Columnist shares final thoughts before graduation
By: Kevin Joseph – Columnist
This December, I am graduating early from the University of Dayton, an achievement both my family and I are very proud of. Now, if you’re expecting this to be a love letter of how I will miss college or how much fun I had here, you are mistaken. Rather, I thought I would share with you what has gotten me to this point in my life and what will continue to guide me as I go forward.
There are three things that have defined me as a person and served as a guide to where I am headed.
I call it my trident: God, country and family.
Everyone believes in something. Some believe in a god, some believe in themselves and some believe in others. For me, I believe in God. I know there is something out there that is greater than myself. If you want to succeed you have to believe this. You have to have faith that we are all here to fulfill a good purpose. All of us are important. We were meant to do something special.
I’ve had the privilege to be educated in Catholic schools my entire life. I’ve learned a lot throughout the years about my faith as well as others’. However one man, my high school theology teacher Jim Skerl, taught me all I needed to know about faith. In 10 seconds.

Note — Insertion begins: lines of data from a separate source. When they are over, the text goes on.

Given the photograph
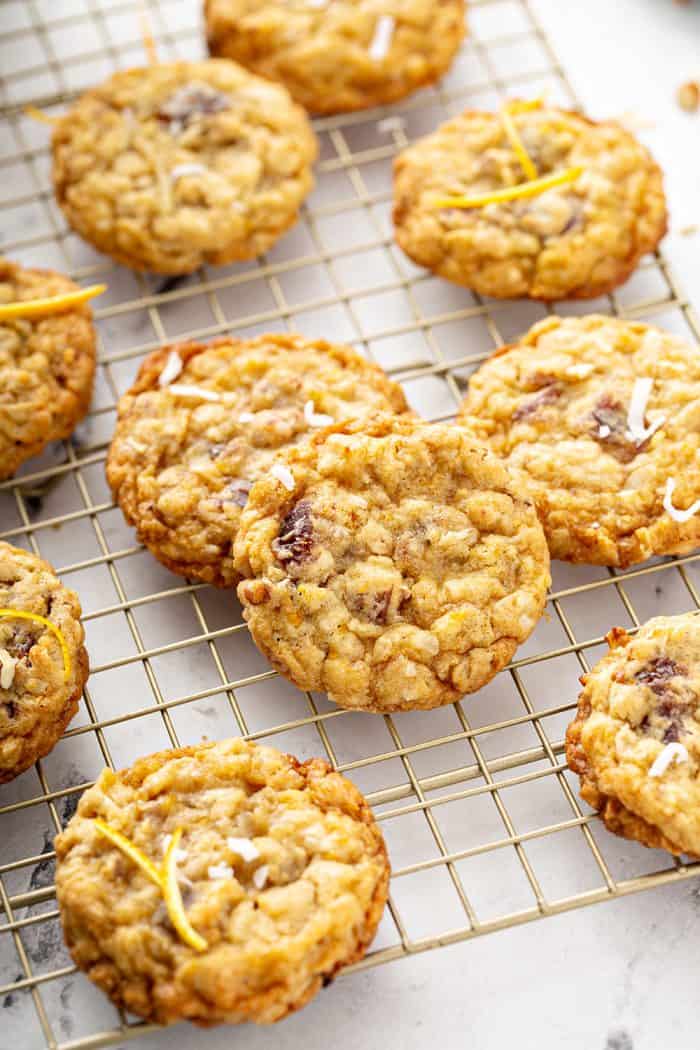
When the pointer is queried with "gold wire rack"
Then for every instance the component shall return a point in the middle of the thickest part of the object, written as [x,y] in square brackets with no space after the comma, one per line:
[480,812]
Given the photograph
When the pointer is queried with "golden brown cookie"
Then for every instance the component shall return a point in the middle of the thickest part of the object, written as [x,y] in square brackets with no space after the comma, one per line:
[391,564]
[43,663]
[635,741]
[204,421]
[175,165]
[46,363]
[256,879]
[335,56]
[576,239]
[600,420]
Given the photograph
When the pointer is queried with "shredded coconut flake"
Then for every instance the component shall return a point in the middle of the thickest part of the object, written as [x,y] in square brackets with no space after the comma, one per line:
[283,475]
[7,665]
[636,428]
[260,876]
[219,872]
[390,124]
[244,847]
[382,38]
[672,753]
[179,855]
[171,369]
[678,516]
[186,390]
[181,170]
[316,418]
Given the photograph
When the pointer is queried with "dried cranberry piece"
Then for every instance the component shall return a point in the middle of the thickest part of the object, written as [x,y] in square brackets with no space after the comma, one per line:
[295,540]
[192,100]
[547,395]
[657,673]
[611,416]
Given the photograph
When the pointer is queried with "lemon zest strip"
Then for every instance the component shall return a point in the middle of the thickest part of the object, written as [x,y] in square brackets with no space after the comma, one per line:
[511,192]
[173,897]
[513,137]
[20,614]
[52,305]
[133,853]
[39,114]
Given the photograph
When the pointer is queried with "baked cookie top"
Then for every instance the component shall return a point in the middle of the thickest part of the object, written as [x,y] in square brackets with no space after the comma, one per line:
[175,165]
[46,365]
[204,421]
[636,737]
[577,239]
[43,664]
[600,419]
[339,55]
[275,878]
[391,564]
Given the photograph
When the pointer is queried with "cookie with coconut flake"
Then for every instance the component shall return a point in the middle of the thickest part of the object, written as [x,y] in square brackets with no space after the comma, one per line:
[600,420]
[46,364]
[280,878]
[204,421]
[179,164]
[43,663]
[577,239]
[635,741]
[336,56]
[391,564]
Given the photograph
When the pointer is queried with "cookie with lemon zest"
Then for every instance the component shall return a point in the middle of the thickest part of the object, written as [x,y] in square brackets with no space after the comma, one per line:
[515,141]
[41,683]
[173,898]
[54,305]
[262,933]
[531,188]
[21,614]
[551,237]
[130,851]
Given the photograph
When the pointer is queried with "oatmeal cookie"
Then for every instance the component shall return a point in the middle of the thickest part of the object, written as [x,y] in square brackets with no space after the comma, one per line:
[600,420]
[43,663]
[280,877]
[577,239]
[184,163]
[391,564]
[635,741]
[204,421]
[336,56]
[46,365]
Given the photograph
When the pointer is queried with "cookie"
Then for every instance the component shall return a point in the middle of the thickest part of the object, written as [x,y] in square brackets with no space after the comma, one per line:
[185,163]
[390,564]
[578,238]
[600,420]
[635,741]
[204,421]
[256,879]
[46,361]
[43,663]
[336,56]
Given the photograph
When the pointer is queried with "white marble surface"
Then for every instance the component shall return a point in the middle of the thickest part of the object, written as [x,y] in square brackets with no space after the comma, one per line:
[615,977]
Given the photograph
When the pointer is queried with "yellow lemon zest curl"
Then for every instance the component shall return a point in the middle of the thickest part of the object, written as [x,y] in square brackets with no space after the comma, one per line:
[165,878]
[512,133]
[531,188]
[21,614]
[51,305]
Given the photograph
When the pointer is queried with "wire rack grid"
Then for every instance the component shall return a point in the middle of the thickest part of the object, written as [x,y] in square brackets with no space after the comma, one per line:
[479,810]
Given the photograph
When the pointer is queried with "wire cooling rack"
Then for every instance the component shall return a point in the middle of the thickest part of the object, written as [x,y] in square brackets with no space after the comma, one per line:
[480,813]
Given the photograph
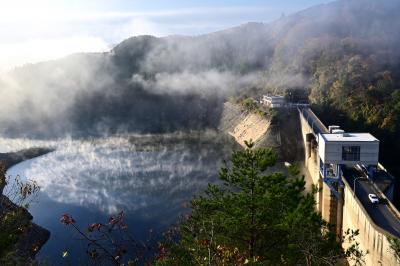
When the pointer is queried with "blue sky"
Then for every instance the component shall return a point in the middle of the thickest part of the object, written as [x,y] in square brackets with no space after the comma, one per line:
[32,31]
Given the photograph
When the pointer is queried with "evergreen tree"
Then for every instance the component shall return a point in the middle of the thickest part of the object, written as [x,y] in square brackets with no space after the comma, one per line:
[254,217]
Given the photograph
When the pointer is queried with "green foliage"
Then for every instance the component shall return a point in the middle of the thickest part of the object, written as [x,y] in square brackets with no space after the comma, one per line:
[252,106]
[363,94]
[395,246]
[253,218]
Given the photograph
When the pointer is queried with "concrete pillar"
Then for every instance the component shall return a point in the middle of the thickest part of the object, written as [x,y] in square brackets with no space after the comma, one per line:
[339,217]
[309,138]
[326,203]
[320,195]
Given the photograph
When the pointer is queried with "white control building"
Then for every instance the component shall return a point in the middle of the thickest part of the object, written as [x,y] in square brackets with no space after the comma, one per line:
[341,148]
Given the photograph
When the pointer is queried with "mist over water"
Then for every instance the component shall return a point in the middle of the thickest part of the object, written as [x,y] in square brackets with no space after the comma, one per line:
[150,177]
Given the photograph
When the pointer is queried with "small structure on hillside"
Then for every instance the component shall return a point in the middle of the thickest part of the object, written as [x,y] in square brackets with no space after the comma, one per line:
[273,101]
[338,148]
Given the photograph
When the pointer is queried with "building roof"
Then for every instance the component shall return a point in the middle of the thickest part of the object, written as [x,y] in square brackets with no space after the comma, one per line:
[350,137]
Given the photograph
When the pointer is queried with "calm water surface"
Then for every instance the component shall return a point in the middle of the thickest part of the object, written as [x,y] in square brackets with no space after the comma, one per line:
[150,177]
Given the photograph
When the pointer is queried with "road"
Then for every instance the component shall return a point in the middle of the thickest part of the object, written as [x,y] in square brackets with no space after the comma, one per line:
[380,213]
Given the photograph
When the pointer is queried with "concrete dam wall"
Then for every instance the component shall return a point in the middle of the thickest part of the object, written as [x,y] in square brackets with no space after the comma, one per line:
[347,211]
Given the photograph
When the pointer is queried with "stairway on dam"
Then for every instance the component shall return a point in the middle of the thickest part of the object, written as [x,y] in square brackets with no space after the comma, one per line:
[345,205]
[294,135]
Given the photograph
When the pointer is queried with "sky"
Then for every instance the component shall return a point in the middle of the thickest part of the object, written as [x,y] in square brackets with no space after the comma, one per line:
[40,30]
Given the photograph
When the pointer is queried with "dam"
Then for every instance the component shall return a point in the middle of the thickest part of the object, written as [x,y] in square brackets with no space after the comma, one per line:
[345,204]
[344,168]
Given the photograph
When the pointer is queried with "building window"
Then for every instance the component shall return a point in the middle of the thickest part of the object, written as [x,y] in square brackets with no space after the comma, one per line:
[351,153]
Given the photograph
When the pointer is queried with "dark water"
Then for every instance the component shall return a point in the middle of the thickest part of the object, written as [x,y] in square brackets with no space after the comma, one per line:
[149,177]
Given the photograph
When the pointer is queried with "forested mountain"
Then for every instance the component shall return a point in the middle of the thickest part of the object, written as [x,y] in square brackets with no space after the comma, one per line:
[345,55]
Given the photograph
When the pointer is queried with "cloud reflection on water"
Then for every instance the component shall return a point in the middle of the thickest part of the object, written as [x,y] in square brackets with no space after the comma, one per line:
[114,173]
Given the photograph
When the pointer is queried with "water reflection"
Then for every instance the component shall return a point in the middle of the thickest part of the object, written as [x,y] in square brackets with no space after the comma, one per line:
[149,177]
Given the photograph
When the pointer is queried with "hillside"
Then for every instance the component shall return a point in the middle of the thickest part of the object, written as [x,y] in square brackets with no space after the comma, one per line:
[343,55]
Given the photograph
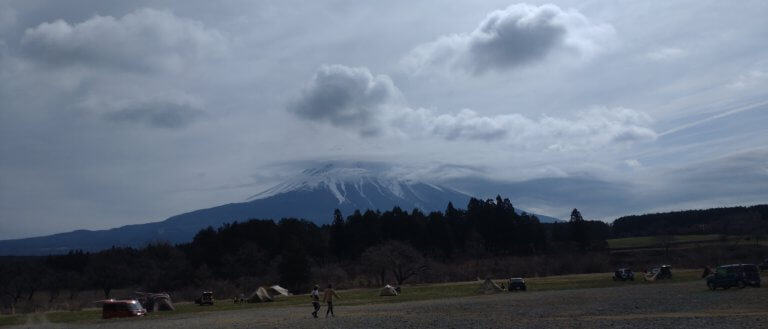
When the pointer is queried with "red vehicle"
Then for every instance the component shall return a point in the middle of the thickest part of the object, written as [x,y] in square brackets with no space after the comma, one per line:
[121,309]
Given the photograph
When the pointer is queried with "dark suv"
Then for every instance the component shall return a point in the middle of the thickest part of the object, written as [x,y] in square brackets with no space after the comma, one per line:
[736,275]
[623,274]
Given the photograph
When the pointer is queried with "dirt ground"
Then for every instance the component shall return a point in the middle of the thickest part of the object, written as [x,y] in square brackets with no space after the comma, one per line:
[669,305]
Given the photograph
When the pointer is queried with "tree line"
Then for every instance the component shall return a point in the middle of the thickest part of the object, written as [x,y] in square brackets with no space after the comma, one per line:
[394,243]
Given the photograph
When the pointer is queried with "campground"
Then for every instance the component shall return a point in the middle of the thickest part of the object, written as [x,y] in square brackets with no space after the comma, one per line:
[588,299]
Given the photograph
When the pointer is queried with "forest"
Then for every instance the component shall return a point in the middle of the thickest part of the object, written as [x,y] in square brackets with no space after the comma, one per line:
[368,248]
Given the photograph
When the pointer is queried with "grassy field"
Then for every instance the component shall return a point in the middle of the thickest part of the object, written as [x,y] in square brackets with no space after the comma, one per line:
[370,296]
[677,240]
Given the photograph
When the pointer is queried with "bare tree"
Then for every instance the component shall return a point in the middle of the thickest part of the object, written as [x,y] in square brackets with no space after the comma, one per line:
[400,259]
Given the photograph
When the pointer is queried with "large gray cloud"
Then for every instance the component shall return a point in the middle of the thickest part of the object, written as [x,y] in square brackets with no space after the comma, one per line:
[146,39]
[354,98]
[347,97]
[157,113]
[510,37]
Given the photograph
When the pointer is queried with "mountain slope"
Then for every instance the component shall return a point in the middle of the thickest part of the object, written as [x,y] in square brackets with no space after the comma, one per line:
[313,195]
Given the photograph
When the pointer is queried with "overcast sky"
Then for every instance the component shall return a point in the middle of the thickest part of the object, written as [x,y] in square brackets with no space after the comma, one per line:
[122,112]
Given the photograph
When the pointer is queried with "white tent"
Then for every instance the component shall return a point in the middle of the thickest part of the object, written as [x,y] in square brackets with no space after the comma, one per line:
[489,287]
[388,291]
[259,296]
[278,291]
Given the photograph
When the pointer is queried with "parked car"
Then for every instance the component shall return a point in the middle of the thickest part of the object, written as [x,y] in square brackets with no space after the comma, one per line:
[623,274]
[517,284]
[121,309]
[734,275]
[206,298]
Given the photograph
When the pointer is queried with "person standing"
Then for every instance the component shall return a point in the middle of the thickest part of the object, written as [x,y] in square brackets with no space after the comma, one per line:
[315,295]
[328,298]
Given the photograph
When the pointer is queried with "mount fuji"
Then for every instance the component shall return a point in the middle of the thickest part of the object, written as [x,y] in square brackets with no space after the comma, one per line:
[312,195]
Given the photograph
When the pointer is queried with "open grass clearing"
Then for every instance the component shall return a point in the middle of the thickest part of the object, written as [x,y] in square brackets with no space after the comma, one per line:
[416,292]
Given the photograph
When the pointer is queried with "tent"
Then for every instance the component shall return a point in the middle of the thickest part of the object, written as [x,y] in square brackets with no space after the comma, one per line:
[278,291]
[388,291]
[489,287]
[259,296]
[156,302]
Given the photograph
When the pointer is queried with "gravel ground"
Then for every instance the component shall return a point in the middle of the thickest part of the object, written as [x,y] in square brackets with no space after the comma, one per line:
[670,305]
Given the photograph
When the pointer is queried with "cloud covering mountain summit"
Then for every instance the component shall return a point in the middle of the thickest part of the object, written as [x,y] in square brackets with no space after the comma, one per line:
[371,105]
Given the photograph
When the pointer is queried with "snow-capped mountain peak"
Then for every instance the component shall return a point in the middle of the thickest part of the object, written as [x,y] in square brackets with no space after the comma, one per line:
[352,184]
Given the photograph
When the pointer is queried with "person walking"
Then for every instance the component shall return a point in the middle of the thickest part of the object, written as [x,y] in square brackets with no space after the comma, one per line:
[315,295]
[328,298]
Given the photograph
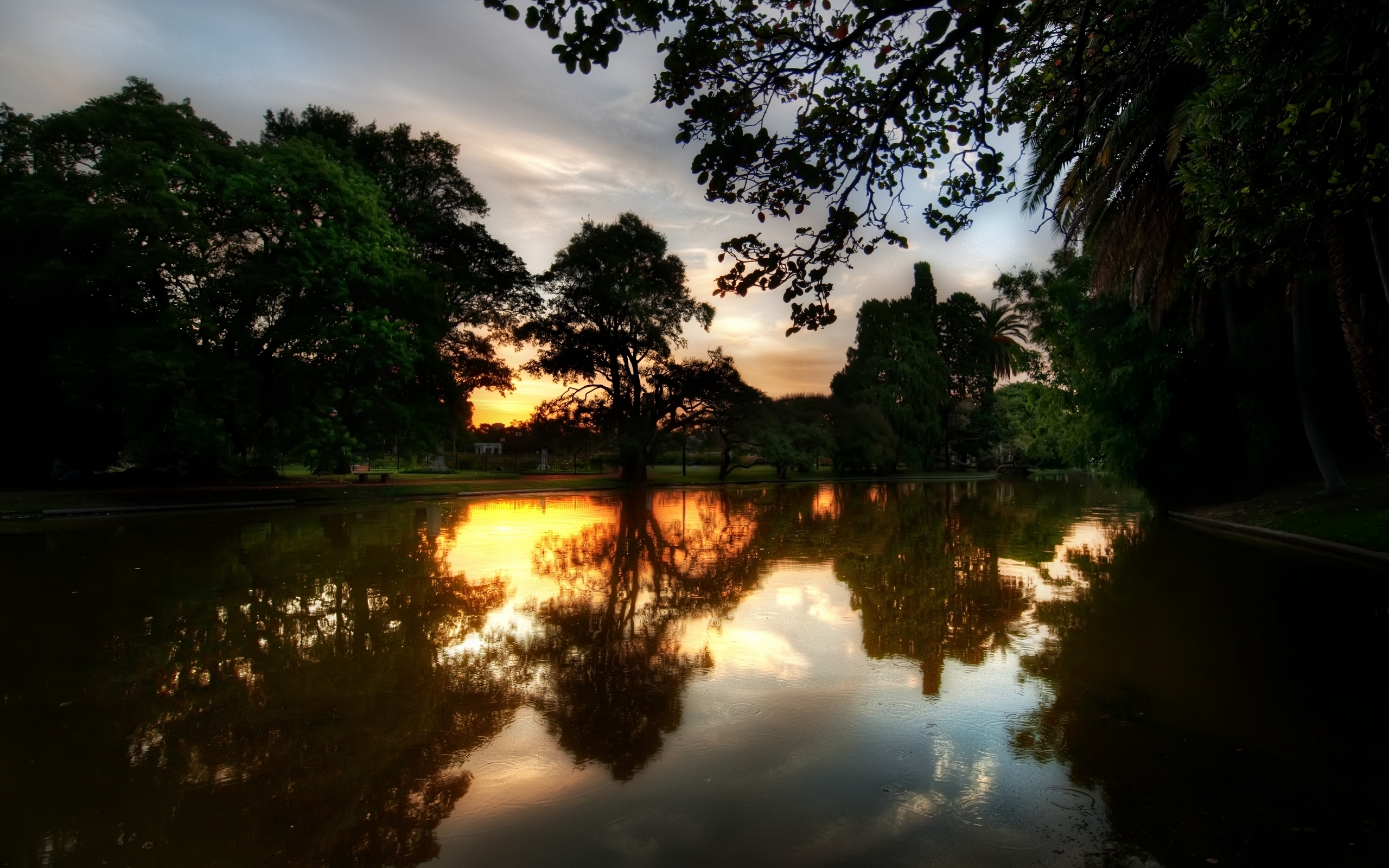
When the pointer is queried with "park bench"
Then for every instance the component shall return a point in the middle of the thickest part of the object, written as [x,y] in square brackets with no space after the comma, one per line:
[365,470]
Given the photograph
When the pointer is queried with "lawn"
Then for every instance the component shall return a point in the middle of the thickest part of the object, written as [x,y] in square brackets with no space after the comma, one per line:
[1358,519]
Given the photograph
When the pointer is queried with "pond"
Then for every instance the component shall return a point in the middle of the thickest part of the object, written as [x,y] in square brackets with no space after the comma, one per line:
[1031,673]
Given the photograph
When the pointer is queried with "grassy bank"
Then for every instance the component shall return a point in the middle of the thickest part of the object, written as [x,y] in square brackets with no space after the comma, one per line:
[303,488]
[1358,519]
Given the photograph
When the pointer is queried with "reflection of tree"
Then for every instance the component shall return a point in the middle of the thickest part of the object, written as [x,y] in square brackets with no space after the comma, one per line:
[610,642]
[924,573]
[252,695]
[921,561]
[1214,698]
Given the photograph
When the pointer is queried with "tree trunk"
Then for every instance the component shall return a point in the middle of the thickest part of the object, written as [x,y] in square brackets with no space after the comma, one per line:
[1305,374]
[1362,335]
[1227,302]
[634,464]
[1381,263]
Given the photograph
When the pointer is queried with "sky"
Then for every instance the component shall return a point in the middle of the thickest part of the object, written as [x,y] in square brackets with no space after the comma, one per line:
[545,148]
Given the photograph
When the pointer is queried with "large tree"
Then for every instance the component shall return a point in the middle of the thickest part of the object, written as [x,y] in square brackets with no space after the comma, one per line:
[199,306]
[488,286]
[895,366]
[614,313]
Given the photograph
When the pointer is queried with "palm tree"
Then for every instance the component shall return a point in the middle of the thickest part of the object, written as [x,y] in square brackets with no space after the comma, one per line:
[1008,331]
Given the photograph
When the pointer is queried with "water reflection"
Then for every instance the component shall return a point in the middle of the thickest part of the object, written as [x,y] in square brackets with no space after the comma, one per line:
[998,674]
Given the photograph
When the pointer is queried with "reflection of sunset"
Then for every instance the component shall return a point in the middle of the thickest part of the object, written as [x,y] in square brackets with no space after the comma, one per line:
[528,653]
[1059,578]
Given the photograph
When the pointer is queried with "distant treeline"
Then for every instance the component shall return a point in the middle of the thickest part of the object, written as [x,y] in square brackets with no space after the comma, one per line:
[185,306]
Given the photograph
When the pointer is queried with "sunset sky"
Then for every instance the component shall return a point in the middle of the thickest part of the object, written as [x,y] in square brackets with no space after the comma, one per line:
[545,148]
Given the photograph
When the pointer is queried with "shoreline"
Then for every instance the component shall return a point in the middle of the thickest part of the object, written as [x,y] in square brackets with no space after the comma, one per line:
[356,492]
[1299,541]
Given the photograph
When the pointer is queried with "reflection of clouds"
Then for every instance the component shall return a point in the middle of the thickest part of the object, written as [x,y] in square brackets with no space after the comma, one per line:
[759,652]
[1062,578]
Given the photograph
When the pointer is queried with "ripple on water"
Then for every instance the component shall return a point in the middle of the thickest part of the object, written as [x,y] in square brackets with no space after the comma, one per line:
[636,832]
[1068,799]
[512,768]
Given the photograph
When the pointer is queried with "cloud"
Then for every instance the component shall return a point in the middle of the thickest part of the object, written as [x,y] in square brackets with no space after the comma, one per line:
[546,149]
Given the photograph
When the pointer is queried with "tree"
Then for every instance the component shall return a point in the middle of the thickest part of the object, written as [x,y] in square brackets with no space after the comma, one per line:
[969,352]
[614,311]
[488,286]
[895,366]
[1040,425]
[1288,138]
[206,308]
[797,432]
[106,220]
[931,100]
[1006,331]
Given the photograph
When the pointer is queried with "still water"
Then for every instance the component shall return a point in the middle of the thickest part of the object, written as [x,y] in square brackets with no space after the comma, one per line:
[970,674]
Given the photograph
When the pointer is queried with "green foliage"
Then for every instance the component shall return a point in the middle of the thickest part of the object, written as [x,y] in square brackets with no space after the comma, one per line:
[1289,125]
[797,431]
[616,309]
[967,349]
[1040,427]
[199,306]
[1166,407]
[896,368]
[881,95]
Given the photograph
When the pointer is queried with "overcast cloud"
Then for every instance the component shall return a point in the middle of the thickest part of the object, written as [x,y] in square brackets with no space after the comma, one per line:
[545,148]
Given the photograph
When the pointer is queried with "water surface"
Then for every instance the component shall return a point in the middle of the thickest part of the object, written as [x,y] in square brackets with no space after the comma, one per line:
[872,674]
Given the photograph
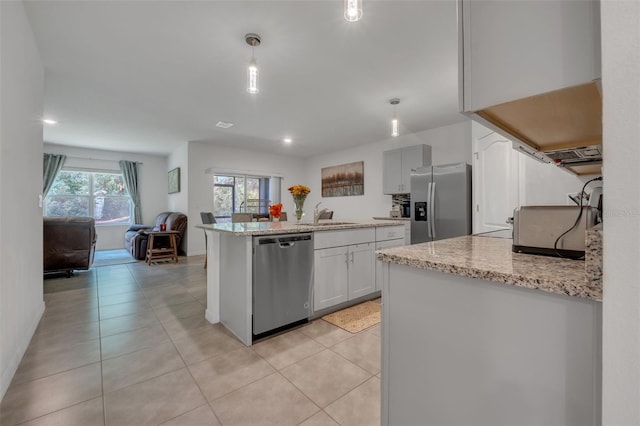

He said, “If we trust that the Lord loves us, what the heck, we can accomplish anything.”
Whatever or whoever you believe in, know this — our day will come once we achieve what we are meant to do. Until then follow your heart and open your mind to be the best you can be.
If you have been following my writing, you know I have a great love for my country. Too many times, we take for granted the fact that we had the privilege of being born American. It is not a right, but in fact a privilege.
I believe our country, our land and our people were blessed by something greater. We have an inherent duty to lead when others will not. Our founding fathers and mothers knew this; our ancestors knew this. It is important we don’t ever forget this.
One day, the time will come when America needs her citizens most. We will have a choice to make: to stand united as one or stand divided and fall.
I have tried and will continue to try to unite, even when unity seems impossible. You see, people think that it is our abundant land that gives us surplus, they think it is our military that makes us strong and they think it is our wealth that gives us power. In these past few years, I’ve learned it is not our resources that makes us the greatest country in the world; it is free people choosing to unite together.
I believe in home. A place that you call yours, a place out of all the places in the world you belong. Home is not just home, but rather your own little heaven.
Home comes with family, brotherhood and community. At home, you can mess up and no one cares, you can build something all the way to the top, knock it down and start over again. It is a place where you can be yourself and not someone you’re not.
Home defines you: your values, your principles and your beliefs. Without it, you are nothing, and with it, you are everything.
When I left for college, I knew what I believed. I was leaving home. I was leaving my family, my brotherhood and my community. But leaving home isn’t all that bad.
With leaving, we find out what home is and was. We find out how it formed us. When we leave, we take a little of home with us, and we began to make a new one based on the values, principles and beliefs of what our family taught us.
I hope you find what your trident is.
I hope you always continue to believe in something greater than yourselves, find unity where others cannot and never forget the importance of your family.